The name servers provide answers to the DNS server queries to give the resolver the IP address it is searching for. When a domain is purchased, the domain registrar reserves the name and communicates the authoritative name servers to the TLD registry.

Authoritative name servers are the ultimate authority on domain information. They provide answers to DNS queries related to websites, emails, and other services associated with the domain. There are usually multiple name servers attached to a domain for load balancing and increased availability, especially in case of failure.

To find the authoritative name servers for your domain, you can run a WHOIS query.

The DNS Resolution Process

Here's a summary of the entire DNS resolution process:

  • When the IP address cannot be found in the local cache, the resolver is called.

  • The resolver goes to the root server.

  • The root server tells the resolver where to find the TLD server for the domain (e.g., .com).

  • The TLD server gives the addresses of the authoritative name servers for the domain.

  • The authoritative name server provides the IP address the resolver needs.

  • The resolver returns to the operating system with the IP address.

  • The operating system saves the IP address in its cache and hands it to the browser.

  • The browser sends a request to the IP address to retrieve the website's HTML, CSS, and other content.

But how can the resolver find the IP address for 'ns1.example.com' before knowing where to look up 'example.com' itself? Since 'ns1.example.com' is a subdomain of 'example.com', this could lead to a circular dependency.

To break this circular dependency, DNS uses something called 'glue records'. When asking the TLD servers about 'example.com', they provide some extra "glue" data including the IP addresses of the domain's nameservers like 'ns1.example.com'. This "glue" information allows the resolver to cut the circular chain and go directly to the authoritative nameservers i.e.by providing the resolver with the IP address for ns1.example.com.

This entire DNS resolution process typically takes less than a second, but it involves multiple steps and servers across the globe. And caching plays a crucial role in speeding up the process by storing frequently accessed DNS records for a set period, reducing the need to query authoritative servers repeatedly.

Punycode and IDNA

You know, one of the quirks of the Domain Name System (DNS) is its limitation to using ASCII characters. Now, that's all well and good if you're working with languages that use the Roman alphabet, but what about those that don't?

This is where Punycode comes in. It's this clever encoding system that lets you take any old Unicode character and turn it into something that fits into the ASCII mold. This means you can have domain names with all sorts of characters, even ones that aren't part of the standard ASCII set.

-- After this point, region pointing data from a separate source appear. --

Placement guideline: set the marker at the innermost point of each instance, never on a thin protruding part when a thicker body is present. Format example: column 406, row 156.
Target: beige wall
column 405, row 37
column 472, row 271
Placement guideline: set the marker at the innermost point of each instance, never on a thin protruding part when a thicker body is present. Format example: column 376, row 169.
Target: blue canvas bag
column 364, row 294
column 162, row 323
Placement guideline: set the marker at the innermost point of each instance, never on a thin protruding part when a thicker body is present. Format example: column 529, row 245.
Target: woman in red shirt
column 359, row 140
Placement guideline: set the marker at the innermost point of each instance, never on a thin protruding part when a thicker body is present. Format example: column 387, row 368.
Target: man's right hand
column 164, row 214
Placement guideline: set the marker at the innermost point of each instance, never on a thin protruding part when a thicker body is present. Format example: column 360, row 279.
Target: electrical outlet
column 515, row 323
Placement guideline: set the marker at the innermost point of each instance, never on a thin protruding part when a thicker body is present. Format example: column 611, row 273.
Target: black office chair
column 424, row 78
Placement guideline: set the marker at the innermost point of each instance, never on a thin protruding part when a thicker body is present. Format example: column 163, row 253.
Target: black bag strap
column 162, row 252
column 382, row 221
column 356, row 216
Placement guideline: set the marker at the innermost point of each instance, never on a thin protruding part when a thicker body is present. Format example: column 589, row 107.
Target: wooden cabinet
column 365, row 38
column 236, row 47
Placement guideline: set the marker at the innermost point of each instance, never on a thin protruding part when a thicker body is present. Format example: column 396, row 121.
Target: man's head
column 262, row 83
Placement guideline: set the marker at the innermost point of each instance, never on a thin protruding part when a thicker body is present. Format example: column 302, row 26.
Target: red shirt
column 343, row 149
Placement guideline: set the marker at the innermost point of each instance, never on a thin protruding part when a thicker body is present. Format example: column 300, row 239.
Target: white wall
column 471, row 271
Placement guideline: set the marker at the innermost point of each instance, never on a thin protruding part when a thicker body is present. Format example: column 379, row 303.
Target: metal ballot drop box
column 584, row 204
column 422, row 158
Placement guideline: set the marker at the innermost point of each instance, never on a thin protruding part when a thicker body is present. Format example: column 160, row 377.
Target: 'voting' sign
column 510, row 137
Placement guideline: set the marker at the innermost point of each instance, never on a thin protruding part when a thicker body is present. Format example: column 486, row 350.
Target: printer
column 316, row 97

Have you ever noticed how when you try to visit a website with non-ASCII characters in the domain, your browser's address bar starts looking like it's been hit by a tornado? That's Punycode at work, translating those funky characters into something DNS-friendly. But not all browsers show these Punycoded strings. Take Safari on iOS, for example; it might just show you the original domain name, especially if there's an emoji involved.

For Chrome:

It becomes like this:

For Safari:

Speaking of emojis, wouldn't it be cool to have them in domain names? Some registrars will tell you it's possible, but when you try to register one, it's like hitting a brick wall. Why? Well, it's all down to a little something called the Internationalized Domain Names in Applications (IDNA) protocol.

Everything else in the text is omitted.